Zusammenfassung
Das hier vorgestellte Dissertationsprojekt beschäftigt sich mit der Frage, wie Schulsozialarbeiter*innen ihr professionelles Handeln im beruflichen Alltag reflektieren. In der Vorbereitung der ethnografischen Feldphase zeigten sich forschungsethische, datenschutzrechtliche und forschungspraktische Fragestellungen. Der Kontext Schule als sensibles Forschungsfeld und die Rahmenbedingungen einer Qualifikationsarbeit bildeten die Grundlage der Fragestellungen im Hinblick auf die konkrete Umsetzung guter wissenschaftlicher Praxis. Die Beschreibung dieses Spannungsfeldes und der eingeschlagenen Lösungswege soll als Anregung dienen, um den Austausch über qualitative Sozialforschung und deren Rahmenbedingungen voranzutreiben.
Abstract
The presented research project seeks to find out how school social workers reflect on their professional actions in everyday professional life. During preparations for the ethnographic field phase, dilemmas between research ethics, data privacy protection, and research practice emerged. Research in the school setting and the frame of dissertation work formed the basis for the implementation of good scientific research. The description of this area of tension and the proposed solutions could provide a stimulus for the scientific community to deepen the exchange on qualitative social research and its framework conditions.
1 Hintergrund
Die Schulsozialarbeit gilt als eines der am intensivsten beforschten Arbeitsfelder der Kinder- und Jugendhilfe (Speck und Olk 2010a). Dennoch fehlen differenzierte Erkenntnisse zu grundlegenden Themen wie Verbreitung, Entwicklung, erreichte Wirkungen, aber auch zu methodischem Handeln und professionellen Standards in der Schulsozialarbeit (Speck und Olk 2010b; Speck 2014, S. 166). Berufliches Selbstverständnis und Handlungsorientierungen von Schulsozialarbeiter*innen wurden bisher kaum erforscht (Haase 2017, S. 340; Speck und Olk 2010b, S. 7). Das Forschungsprojekt bringt deshalb in Erfahrung, wie professionelles Handeln im beruflichen Alltag reflektiert wird, welche Facetten der Ausgestaltung von Professionalität in der Praxis in Erscheinung treten und an welche bisherigen professionstheoretischen Überlegungen diese anschlussfähig sind.Footnote 1 Bezogen auf den Professionalisierungsdiskurs in der Sozialen Arbeit (Becker-Lenz et al. 2013) sind Bezüge zu den Überlegungen zur Reflexiven Professionalität (Dewe 2009), dem Handlungskompetenzmodell von Heiner (2016) oder Staub-Bernasconis Kritischer Professionalität (2018) denkbar. Da Reflexionsfähigkeit als wichtige Kompetenz professionellen Handelns betrachtet werden kann (Ebert 2012), bieten die in der Forschungsarbeit herausgearbeiteten Reflexionsstrategien Hinweise auf die Gestaltung notwendiger Rahmenbedingungen professioneller Schulsozialarbeit.

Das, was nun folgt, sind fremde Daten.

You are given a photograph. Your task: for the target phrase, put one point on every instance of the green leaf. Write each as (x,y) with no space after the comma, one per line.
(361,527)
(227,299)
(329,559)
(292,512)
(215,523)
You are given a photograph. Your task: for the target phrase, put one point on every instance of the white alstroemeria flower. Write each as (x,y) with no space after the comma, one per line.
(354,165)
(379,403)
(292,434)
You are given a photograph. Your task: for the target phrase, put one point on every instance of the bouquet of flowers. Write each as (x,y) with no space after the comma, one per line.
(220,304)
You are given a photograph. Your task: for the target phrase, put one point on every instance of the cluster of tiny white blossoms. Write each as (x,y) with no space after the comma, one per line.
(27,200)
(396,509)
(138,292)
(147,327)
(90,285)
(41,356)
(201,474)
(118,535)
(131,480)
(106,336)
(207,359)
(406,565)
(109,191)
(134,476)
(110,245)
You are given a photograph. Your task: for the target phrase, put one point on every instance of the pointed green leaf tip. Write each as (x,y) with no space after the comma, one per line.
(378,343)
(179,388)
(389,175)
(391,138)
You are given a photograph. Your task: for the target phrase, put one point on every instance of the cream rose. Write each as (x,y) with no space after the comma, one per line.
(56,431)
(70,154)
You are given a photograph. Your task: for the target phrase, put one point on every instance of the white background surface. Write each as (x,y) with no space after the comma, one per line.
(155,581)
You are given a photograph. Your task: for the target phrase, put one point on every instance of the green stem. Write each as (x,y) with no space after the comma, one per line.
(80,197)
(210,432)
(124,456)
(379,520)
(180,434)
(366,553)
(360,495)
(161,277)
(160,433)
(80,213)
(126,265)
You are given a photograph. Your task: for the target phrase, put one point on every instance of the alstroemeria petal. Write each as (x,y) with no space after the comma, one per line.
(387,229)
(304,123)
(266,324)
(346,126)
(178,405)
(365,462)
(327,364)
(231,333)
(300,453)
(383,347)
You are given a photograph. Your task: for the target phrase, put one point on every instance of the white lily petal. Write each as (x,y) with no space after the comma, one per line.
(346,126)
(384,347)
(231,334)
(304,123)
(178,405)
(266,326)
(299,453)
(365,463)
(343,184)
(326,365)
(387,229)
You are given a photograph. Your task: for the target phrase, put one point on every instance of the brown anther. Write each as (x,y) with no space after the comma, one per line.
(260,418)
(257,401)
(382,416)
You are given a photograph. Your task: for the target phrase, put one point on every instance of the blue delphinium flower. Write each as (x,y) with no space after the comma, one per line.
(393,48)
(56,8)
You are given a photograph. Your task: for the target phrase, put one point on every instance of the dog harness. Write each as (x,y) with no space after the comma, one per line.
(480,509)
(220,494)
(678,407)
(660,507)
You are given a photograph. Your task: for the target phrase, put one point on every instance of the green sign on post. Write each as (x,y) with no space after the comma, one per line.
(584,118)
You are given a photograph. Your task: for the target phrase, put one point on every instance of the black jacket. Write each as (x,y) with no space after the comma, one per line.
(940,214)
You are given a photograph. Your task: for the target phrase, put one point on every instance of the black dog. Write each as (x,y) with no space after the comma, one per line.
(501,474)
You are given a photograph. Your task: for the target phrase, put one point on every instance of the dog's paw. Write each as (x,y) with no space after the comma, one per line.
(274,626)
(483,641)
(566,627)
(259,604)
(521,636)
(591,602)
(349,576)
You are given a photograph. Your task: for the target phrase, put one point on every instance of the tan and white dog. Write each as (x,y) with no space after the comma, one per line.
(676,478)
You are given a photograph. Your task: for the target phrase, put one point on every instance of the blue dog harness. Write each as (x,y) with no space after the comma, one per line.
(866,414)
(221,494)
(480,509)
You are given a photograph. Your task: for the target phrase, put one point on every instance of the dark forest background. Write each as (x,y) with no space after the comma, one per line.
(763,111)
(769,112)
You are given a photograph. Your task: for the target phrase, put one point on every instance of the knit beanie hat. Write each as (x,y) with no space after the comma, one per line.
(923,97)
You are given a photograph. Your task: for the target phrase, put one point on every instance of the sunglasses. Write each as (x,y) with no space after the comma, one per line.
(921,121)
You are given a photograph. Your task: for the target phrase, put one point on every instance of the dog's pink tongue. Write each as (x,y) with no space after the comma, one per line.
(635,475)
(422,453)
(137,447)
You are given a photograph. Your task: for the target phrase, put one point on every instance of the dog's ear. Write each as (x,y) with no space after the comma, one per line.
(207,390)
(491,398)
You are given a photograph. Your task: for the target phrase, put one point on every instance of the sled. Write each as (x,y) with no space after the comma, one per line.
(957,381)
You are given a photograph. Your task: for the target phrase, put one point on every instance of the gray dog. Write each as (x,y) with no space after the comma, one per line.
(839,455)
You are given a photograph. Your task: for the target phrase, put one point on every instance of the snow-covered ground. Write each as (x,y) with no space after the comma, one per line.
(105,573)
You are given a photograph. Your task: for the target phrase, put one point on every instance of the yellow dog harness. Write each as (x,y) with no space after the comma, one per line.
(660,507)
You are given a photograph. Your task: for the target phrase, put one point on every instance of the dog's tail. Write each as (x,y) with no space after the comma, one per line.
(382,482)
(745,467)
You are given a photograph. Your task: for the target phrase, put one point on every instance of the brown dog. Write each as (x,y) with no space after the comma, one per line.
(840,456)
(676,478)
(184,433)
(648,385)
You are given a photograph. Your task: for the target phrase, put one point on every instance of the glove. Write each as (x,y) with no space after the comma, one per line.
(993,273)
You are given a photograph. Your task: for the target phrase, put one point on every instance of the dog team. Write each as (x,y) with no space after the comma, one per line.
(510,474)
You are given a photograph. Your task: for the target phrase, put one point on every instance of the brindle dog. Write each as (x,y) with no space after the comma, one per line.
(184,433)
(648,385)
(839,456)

2 Forschungsdesign und damit verbundene Herausforderungen
Um diese Fragestellungen zu beantworten, wurde ein ethnografischer Zugang und der Forschungsstil der Grounded Theory nach Strauss und Corbin (1996) gewählt. Die Schulsozialarbeiter*innen, welche sich nach einem Aufruf über den E‑Mail-Verteiler eines Dachverbands der Kinder- und Jugendhilfe freiwillig für das Forschungsprojekt meldeten, wurden an mehreren Tagen ethnografisch in teilnehmender Beobachtung im beruflichen Alltag begleitet. Bereits die Vorbereitungen führten zu besonders spannungsreichen Aspekten. Diese Herausforderungen ethnografischer Forschung im Setting Schule und die eingeschlagenen Lösungswege werden hier kurz skizziert.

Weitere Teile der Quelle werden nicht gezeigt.